Second chance parenting

Don’t call Barbara Keller grandma.

Grandma makes her sound old. She’s either Nana or Barb. She’s mother to six kids, grandmother to 14 and a 72-year-old Energizer bunny raising four of those grandchildren in a rented home in Naperville Township that was never meant to be a permanent stop until life’s speed bumps appeared.

“They are all mine, bless their little hearts,” Keller says of Violet, 9, Joey, 14, Bobby, 16, and Steve, 17.

The kids became all hers after their mother had a stroke while pregnant with Violet that left her so mentally diminished she simply took off one day, forever leaving behind her babies and a husband who would a few years later die of what Keller believes was a broken heart.

Hers is a story of love and circumstance.

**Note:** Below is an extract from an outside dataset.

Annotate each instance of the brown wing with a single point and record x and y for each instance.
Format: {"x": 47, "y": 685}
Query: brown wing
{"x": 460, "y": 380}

Asked how she manages, her reply is simple:"We just do it.”

The biggest hurdle is finances. The kids have what they need, plus extras, she says, but not always what they want.

“My thought is and always has been there’s no such word as impossible, it just takes a little longer,” she says."… We have each other and we get by.”

But being without a mom and dad isn’t lost on the kids.

Violet,"our little miracle girl,” is smart and sensitive, Keller says, the girl who always gets two balloons when they go out to eat, one to send up to dad and one to keep. She wishes the most for a mother and worries the most about being left alone.

Steve is the worrier. His dad told him just before he died that he’s responsible for the family. So Steve struggles between being the responsible man his father wanted him to be and Keller wanting him to enjoy being a kid.

Keller says she loves raising the kids—all except the disciplining part.

“I look at it this way, all the mistakes I made in raising my own, this is kind of a second chance to do it right.”

Still, people always tell her they can’t believe she’s raising these kids on her own at her age."But if I didn’t where would they be?” Keller asks.

Keller’s focus has always been on family. She’s the type of person, when she sees people homeless on the street, who wonders about their family.

“I guess I’m just naturally a dreamer,” Keller says."Got a family, life will be fine.”